The researchers also found a strong connection between how sick workers got and how closely they worked to the head table, he said.
The paper doesn't report on the exact biological mechanism of the disease and Lachance said it might never been known. The slaughterhouses stopped removing brains with compressed air in late 2007, and the Mayo Clinic hasn't seen a new case to study in more than a year.
"Essentially, this is something that has come and passed," he said.
The cluster of the unusual neurological disease was first identified by the Mayo Clinic among workers at the Quality Pork Processors plant in nearby Austin in September 2007. The clinic reviewed its records and discovered it saw its first patient with the symptoms in November 2006. The last patient was in May 2008.

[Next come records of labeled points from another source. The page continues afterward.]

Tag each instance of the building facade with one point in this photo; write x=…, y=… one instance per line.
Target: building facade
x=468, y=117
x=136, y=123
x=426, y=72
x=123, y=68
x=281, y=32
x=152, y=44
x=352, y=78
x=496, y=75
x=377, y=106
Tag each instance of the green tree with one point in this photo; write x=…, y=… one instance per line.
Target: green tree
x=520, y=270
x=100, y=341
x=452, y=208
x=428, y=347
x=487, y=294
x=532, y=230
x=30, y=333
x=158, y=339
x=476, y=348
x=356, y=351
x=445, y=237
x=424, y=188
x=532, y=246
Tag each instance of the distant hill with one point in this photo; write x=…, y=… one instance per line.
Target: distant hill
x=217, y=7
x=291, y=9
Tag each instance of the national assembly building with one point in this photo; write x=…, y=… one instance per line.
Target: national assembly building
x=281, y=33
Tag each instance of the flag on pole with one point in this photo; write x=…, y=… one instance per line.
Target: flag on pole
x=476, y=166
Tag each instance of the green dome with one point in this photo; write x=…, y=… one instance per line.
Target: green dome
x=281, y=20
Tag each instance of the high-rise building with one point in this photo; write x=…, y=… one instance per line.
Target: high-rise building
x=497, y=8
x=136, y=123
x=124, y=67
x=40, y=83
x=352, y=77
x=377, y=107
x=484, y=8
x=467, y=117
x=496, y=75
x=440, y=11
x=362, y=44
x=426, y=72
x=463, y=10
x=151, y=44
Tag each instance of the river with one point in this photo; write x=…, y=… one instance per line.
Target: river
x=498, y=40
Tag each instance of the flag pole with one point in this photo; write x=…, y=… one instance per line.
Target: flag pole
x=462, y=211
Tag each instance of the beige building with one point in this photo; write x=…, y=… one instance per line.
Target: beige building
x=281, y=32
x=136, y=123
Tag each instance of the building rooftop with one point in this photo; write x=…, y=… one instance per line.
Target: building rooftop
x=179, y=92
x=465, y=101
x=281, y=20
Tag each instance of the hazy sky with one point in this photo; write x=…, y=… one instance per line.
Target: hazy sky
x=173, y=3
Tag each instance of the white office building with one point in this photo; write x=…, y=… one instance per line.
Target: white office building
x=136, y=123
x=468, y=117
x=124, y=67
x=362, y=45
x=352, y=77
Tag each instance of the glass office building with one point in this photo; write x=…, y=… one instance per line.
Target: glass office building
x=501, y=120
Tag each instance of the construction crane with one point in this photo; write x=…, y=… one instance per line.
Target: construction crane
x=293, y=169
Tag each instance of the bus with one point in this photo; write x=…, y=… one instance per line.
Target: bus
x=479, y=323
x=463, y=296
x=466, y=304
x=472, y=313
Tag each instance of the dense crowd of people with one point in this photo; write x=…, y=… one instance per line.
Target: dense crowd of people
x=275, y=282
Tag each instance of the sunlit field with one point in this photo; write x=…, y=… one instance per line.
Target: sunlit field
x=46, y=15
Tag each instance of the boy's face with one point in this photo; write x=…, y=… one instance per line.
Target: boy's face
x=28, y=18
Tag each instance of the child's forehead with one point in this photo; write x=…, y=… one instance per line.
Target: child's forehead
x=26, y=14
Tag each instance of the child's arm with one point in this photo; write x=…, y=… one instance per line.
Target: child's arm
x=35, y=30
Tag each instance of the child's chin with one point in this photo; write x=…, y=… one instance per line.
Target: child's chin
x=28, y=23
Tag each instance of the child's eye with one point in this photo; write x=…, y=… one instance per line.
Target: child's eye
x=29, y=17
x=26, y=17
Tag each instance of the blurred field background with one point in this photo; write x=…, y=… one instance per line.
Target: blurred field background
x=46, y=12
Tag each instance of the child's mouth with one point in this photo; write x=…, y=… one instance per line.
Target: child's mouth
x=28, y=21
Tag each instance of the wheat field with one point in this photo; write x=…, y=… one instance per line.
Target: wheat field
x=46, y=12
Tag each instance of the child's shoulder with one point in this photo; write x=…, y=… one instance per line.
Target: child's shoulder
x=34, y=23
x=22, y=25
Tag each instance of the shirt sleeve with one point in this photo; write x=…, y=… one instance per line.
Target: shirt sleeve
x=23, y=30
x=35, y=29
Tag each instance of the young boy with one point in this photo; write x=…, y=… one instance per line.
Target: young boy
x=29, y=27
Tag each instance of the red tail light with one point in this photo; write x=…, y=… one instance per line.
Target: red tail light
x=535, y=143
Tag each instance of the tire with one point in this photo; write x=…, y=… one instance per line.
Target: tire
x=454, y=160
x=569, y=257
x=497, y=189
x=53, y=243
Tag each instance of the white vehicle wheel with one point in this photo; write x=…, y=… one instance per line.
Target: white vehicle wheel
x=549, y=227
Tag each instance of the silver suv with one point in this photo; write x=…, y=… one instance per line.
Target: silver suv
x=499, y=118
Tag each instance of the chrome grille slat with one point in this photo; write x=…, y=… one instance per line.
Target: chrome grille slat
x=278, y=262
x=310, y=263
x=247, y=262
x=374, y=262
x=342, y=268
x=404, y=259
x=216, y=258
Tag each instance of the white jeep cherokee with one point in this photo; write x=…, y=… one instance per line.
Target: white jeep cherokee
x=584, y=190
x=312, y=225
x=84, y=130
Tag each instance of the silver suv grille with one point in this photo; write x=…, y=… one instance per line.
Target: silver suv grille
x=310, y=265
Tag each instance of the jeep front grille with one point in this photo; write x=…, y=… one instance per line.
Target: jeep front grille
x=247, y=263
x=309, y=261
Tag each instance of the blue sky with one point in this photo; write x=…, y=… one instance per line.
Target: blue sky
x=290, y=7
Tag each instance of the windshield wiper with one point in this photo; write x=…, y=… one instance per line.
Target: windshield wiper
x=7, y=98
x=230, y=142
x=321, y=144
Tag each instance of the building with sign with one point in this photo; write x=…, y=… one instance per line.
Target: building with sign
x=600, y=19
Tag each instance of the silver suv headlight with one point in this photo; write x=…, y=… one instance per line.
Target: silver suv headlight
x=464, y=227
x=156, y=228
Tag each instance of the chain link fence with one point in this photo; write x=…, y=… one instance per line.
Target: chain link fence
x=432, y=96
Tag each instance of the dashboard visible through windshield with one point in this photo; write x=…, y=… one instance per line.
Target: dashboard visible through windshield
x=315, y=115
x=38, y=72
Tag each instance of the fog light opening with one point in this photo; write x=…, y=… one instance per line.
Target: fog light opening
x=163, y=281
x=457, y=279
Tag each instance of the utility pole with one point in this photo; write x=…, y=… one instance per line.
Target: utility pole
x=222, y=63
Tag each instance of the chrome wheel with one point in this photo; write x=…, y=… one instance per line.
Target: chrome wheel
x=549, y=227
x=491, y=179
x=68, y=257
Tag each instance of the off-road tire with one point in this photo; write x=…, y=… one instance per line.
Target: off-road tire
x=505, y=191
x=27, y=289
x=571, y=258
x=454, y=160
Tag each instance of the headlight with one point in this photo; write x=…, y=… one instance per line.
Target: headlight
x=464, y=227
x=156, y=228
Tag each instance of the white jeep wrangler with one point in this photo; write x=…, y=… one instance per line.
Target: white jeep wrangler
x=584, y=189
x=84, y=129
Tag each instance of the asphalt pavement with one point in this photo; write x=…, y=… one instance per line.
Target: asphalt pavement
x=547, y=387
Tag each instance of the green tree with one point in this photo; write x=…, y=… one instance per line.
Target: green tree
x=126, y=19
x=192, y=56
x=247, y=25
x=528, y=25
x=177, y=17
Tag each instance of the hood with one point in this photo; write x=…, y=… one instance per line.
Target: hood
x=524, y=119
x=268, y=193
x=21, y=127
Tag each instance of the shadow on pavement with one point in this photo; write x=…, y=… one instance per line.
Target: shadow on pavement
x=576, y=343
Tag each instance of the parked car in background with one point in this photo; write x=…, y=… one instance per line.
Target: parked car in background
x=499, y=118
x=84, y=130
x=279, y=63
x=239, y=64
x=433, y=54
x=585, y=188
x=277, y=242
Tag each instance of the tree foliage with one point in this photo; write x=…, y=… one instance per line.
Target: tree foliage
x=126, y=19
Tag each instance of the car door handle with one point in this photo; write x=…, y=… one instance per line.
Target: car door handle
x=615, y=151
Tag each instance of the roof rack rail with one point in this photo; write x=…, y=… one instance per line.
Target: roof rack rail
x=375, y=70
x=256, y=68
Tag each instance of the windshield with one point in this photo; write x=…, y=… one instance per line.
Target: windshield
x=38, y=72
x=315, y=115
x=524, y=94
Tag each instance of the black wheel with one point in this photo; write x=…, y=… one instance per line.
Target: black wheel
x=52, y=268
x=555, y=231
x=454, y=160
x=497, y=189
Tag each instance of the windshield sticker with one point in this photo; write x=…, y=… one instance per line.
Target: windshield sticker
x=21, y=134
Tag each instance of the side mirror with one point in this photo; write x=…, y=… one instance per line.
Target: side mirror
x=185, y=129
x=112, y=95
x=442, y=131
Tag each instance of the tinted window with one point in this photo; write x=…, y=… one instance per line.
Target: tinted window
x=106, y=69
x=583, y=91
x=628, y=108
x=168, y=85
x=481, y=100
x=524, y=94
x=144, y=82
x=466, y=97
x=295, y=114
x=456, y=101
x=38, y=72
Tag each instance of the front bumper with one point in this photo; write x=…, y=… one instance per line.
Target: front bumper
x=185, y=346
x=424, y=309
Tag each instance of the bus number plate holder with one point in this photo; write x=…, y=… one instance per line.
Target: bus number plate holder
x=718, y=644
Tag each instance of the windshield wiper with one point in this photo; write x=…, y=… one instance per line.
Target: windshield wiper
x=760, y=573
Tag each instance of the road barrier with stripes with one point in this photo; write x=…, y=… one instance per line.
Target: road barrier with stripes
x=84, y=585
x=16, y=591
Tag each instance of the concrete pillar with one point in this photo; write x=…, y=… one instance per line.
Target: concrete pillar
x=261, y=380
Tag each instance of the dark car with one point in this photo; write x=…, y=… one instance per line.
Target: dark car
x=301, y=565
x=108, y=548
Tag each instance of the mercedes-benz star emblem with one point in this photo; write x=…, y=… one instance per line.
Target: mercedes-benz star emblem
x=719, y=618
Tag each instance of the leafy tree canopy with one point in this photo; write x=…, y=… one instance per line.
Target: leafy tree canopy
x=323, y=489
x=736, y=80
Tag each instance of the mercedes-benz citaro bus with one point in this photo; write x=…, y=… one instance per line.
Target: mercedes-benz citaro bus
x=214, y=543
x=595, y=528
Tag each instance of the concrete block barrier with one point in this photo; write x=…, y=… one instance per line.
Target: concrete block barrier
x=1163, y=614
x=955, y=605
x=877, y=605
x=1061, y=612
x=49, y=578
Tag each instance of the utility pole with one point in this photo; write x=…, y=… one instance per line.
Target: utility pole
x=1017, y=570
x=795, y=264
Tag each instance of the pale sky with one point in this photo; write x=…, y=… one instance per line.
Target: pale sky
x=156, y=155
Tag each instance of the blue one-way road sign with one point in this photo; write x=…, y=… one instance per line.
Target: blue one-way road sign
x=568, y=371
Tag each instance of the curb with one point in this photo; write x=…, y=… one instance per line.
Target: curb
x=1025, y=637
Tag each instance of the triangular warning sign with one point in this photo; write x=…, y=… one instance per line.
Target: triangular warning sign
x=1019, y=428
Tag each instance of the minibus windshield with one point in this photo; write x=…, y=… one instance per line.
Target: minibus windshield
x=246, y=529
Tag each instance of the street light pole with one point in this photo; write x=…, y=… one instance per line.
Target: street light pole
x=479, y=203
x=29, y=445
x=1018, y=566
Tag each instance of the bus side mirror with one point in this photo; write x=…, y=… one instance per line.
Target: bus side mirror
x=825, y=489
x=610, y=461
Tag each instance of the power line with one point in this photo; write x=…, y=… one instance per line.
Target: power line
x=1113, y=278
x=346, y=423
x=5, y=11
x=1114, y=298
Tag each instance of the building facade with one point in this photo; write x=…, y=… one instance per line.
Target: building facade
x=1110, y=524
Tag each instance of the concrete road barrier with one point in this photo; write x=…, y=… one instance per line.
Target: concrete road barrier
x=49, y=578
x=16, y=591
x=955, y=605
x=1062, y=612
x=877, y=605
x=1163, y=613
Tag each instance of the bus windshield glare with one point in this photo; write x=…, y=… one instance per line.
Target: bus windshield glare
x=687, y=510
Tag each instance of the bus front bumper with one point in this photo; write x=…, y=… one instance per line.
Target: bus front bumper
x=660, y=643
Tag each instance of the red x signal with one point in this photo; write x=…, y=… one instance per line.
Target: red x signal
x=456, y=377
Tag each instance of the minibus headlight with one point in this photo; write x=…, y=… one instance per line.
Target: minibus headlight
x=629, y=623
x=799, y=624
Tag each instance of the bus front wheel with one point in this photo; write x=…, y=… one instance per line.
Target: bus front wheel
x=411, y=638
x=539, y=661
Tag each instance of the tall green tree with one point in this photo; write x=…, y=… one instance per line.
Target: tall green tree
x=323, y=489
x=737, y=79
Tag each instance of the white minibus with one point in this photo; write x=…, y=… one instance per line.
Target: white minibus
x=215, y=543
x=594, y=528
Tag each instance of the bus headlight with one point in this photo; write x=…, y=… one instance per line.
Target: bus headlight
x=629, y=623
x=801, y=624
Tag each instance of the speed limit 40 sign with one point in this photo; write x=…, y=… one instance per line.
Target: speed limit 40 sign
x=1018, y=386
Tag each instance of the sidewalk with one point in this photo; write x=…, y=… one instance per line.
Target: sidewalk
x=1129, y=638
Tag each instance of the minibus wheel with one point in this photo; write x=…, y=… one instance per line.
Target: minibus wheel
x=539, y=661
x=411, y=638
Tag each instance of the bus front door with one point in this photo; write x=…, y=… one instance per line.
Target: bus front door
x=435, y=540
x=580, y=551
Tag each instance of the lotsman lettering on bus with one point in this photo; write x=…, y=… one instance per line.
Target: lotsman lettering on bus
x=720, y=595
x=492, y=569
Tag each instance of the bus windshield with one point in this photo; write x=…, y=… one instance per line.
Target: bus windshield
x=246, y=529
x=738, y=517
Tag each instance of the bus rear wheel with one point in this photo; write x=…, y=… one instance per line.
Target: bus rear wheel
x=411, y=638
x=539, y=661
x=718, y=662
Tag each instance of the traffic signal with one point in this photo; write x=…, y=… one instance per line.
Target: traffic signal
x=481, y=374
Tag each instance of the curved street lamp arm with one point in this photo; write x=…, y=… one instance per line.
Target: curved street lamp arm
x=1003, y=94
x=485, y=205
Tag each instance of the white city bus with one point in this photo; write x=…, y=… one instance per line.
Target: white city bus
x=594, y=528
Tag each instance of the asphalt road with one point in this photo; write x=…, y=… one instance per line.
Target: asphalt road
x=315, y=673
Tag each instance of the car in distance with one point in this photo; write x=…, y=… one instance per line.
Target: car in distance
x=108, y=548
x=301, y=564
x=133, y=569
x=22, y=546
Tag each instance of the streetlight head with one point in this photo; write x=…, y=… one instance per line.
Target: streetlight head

QPP is a privately owned supplier to Hormel Foods Co. The name of the slaughterhouse in Delphi, Ind., has not been made public.
Minnesota Health Department epidemiologist Dr. Aaron DeVries said his department hopes to have its own article published soon. It will focus more on what changed in the slaughterhouses in 2006 to prompt the outbreak and the work done nationally by public health authorities to identify other victims.